Ganz egal, wie Ihre Familienplanung aussieht: Die Wahrscheinlichkeit, dass das Kind sich danach richtet, ist sowieso gleich null. Gehen Sie einfach davon aus, dass Sie in der ungünstigsten Phase Ihres Arbeitslebens schwanger werden. Herzlichen Glückwunsch! Jetzt können Sie sich auf die nächste schwierige Frage konzentrieren: Wie verkündigen Sie die frohe Botschaft am Arbeitsplatz? Sie sind wahrscheinlich glücklich, aufgekratzt, verwirrt und verstört (vielleicht auch andersherum oder nur eins von alledem), und naturgemäß möchten Sie jetzt die ganze Welt umarmen und die Nachricht des Tages lauthals hinausschreien. Das ist eine sehr schlechte Idee. Mag sein, dass Arbeitgeber in Finnland, Norwegen oder Frankreich ihren weiblichen Mitarbeitern bei der Verkündung einer Schwangerschaft vor Freude um den Hals fallen und eine Runde Schampus für die ganze Belegschaft bestellen. Jeder halbwegs normale deutsche Arbeitgeber wird Sie jedoch anschauen wie ein Pferd. Und zwar eines, das gerade einen fulminanten Tritt von einem anderen Pferd bekommen hat. Für Ihren Vorgesetzten wird die Nachricht, dass Sie schwanger sind, so erfreulich sein, als hätten Sie ihm offenbart, dass Sie bei Scientology eingetreten oder unheilbar an Krebs erkrankt sind, nur schlimmer. Verklickern Sie ihm die Botschaft also erst, wenn Sie ganz sicher sind, dass Sie auch wirklich schwanger sind. Sonst weiß Ihr Arbeitgeber, dass Sie planen, schwanger zu werden, nichts dagegen haben, schwanger zu werden, oder zumindest rein theoretisch in der Lage sind, schwanger zu werden, was an schlimmen Hiobsbotschaften direkt an zweiter Stelle nach dem tatsächlichen Schwangersein kommt. Warten Sie andererseits nicht zu lang. Es ist ein Irrtum anzunehmen, dass niemand hört, wie Sie jeden Morgen das Frühstück im Firmenklo zurückgeben. Oder glauben Sie allen Ernstes, dass es keinem auffällt, wenn Sie vierunddreißig Wochen lang denselben Supersize Wollponcho tragen, in dem Sie von vorn wie von hinten aussehen wie ein wandelndes Ein-Mann-Zelt? Lalalalala. Schwanger? Ich? Spätestens, wenn Sie wie ein seekranker Wal durch die Firma eiern und sich dabei an der Wand abstützen müssen und Ihr Bauch vor Ihnen durch die Tür kommt, heißt es, die Karten auf den Tisch legen.

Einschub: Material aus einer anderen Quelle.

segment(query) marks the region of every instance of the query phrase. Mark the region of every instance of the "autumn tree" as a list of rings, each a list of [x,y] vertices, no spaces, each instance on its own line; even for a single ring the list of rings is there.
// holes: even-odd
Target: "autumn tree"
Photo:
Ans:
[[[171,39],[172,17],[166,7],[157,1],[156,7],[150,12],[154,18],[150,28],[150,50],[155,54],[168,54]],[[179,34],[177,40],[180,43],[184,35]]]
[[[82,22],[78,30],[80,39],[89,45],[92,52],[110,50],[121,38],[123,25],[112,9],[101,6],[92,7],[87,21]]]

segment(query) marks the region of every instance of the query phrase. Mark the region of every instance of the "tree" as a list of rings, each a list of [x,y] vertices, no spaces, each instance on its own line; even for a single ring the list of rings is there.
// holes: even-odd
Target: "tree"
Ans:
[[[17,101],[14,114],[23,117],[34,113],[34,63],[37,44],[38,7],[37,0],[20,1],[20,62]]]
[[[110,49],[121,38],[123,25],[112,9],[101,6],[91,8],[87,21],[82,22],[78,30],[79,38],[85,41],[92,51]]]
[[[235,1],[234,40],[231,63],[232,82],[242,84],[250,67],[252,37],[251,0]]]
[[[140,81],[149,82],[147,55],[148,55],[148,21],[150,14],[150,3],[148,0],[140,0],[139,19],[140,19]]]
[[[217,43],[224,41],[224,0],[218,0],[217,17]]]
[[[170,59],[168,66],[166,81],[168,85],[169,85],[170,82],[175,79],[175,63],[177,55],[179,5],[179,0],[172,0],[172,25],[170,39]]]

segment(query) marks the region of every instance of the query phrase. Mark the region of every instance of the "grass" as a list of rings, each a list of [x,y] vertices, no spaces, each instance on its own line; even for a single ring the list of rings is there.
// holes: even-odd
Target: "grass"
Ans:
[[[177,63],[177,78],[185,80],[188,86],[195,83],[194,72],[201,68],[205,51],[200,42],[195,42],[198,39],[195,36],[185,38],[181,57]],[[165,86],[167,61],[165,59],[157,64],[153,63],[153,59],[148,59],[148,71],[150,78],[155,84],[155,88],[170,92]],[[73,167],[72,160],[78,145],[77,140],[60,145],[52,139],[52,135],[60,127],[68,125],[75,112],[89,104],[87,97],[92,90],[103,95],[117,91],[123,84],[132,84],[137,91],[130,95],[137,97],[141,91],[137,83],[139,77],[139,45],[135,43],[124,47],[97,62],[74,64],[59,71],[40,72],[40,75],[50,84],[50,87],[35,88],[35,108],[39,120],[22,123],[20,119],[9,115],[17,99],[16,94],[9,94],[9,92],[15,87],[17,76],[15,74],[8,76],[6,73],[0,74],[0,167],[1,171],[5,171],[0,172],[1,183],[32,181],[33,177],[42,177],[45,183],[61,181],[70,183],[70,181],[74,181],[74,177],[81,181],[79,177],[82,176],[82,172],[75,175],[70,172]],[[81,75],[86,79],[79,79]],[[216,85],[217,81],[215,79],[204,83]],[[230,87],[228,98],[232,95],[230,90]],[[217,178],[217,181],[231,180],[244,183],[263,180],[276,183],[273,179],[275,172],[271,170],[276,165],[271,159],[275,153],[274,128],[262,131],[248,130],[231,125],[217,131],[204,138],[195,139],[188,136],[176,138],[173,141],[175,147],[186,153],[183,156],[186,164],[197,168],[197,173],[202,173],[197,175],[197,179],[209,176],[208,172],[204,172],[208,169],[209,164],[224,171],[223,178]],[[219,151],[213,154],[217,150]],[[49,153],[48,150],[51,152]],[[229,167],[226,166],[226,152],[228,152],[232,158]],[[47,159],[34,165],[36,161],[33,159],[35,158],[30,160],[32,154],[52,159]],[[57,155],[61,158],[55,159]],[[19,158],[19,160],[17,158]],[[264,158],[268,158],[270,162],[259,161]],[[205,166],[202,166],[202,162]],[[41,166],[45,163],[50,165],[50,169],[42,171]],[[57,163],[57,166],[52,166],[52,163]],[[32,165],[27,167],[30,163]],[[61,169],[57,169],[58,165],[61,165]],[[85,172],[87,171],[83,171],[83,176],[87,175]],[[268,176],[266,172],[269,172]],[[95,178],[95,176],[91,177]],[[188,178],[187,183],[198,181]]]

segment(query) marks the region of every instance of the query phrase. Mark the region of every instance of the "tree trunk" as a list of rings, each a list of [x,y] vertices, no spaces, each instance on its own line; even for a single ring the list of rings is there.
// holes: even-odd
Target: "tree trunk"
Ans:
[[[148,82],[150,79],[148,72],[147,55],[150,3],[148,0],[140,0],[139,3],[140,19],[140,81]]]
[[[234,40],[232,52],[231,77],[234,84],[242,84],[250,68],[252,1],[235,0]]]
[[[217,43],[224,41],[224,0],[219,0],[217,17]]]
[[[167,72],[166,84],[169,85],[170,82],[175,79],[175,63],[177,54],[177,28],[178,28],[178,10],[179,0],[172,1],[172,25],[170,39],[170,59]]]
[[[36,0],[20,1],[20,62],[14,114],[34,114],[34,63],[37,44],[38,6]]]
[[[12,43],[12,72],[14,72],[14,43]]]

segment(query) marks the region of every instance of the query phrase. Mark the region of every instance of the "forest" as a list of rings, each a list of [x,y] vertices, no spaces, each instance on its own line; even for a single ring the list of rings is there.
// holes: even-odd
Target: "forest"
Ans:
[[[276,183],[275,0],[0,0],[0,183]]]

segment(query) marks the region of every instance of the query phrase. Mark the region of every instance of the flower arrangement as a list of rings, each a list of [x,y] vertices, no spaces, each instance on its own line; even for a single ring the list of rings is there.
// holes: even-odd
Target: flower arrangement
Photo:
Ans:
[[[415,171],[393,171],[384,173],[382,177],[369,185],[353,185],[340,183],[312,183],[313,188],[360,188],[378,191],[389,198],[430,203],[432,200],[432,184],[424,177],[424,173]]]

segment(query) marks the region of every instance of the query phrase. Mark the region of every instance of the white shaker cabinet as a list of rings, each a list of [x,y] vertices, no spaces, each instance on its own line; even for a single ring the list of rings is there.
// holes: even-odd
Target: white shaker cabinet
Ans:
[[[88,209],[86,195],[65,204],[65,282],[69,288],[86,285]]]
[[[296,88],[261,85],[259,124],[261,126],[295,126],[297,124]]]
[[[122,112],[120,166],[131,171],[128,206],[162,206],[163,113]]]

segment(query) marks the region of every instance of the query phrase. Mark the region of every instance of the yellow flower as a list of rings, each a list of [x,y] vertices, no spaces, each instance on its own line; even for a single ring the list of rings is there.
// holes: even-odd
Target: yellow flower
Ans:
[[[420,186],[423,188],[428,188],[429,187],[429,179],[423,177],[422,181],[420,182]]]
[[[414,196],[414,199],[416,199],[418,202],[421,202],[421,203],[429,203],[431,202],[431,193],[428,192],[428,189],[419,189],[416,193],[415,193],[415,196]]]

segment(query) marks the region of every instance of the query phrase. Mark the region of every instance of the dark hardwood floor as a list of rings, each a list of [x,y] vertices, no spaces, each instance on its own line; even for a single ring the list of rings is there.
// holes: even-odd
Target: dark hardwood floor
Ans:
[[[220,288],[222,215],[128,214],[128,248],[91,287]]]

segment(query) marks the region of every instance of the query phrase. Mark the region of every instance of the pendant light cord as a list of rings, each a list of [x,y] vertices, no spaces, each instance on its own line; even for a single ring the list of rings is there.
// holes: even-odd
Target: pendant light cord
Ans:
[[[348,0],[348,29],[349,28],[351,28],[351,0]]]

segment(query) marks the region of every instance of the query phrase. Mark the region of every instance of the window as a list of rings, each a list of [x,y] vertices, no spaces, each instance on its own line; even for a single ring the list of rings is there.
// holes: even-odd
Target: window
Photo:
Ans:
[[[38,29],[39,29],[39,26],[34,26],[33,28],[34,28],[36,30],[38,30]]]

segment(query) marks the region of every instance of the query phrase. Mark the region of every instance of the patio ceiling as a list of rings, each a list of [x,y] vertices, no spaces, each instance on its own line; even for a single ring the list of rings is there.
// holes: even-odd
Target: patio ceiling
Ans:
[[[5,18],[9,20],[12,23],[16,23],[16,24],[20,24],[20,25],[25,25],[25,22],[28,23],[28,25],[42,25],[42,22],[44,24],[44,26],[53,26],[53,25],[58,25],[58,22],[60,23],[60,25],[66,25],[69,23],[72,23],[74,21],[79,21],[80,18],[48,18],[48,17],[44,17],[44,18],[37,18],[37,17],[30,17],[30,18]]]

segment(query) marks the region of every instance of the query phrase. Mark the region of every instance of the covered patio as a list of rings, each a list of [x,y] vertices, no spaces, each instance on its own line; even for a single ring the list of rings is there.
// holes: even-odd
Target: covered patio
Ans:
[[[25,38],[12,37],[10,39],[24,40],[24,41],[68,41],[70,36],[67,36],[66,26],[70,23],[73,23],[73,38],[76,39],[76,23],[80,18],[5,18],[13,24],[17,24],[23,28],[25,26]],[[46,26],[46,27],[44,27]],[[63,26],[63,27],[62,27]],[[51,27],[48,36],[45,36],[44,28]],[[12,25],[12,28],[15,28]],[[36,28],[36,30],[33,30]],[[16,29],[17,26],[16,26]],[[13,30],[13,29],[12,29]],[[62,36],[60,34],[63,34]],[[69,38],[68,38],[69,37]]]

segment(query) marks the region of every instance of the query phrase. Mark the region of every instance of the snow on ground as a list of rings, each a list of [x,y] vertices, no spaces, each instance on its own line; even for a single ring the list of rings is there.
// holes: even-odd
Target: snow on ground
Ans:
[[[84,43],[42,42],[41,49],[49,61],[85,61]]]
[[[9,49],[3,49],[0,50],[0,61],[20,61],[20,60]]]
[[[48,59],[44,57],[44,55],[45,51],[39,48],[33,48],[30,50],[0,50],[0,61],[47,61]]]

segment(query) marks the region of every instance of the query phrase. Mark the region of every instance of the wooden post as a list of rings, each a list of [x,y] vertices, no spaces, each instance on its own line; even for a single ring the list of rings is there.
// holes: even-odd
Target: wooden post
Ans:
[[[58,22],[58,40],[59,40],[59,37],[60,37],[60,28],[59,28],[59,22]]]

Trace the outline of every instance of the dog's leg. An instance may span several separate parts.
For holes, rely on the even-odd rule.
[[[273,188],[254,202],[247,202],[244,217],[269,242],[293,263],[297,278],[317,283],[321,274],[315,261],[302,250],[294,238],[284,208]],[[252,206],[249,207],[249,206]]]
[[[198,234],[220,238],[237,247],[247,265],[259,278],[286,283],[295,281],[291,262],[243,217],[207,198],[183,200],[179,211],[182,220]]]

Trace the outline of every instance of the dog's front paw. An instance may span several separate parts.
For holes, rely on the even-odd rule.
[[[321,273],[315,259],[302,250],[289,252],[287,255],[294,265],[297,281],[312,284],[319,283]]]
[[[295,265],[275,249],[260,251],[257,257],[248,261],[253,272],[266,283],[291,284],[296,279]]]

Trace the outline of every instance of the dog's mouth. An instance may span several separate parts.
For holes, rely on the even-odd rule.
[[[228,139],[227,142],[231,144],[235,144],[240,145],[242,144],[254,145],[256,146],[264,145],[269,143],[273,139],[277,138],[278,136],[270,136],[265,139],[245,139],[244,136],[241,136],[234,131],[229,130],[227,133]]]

Aber wie? Viele Ankündigungen privater Natur werden mit riesigem Zinnober überbracht. Manche Menschen springen aus fliegenden Hubschraubern, stellen Flashmobs auf die Beine oder lassen sich auf den Grund des Ozeans versenken, um ihre frohe Botschaft zu überbringen. Oder man denke nur an Maria, die Mutter Jesu, die seinerzeit sogar einen Engel beauftragte, die Nachricht von ihrer Schwangerschaft in regelrechter Inception-Manier ins Unterbewusstsein ihres friedlich schlafenden Mannes einzupflanzen! So viel Aufwand ist ein bisschen zu viel des Guten, wenn der Vorgesetzte nicht zufällig auch der Vater des werdenden Kindes ist. Job-Coachs raten dazu, die Sachlage kurz, knapp und professionell zu erläutern. Manche interpretieren das dahingehend, dass sie mit Baby an Bord-T-Shirt im Kundentermin aufschlagen, den Bürokaffee vor versammelter Belegschaft mit dem B-Test-Stäbchen umrühren, die gerahmten Ultraschall-Fotos auf den Schreibtisch stellen oder die Nachricht quer durch die Kantine brüllen.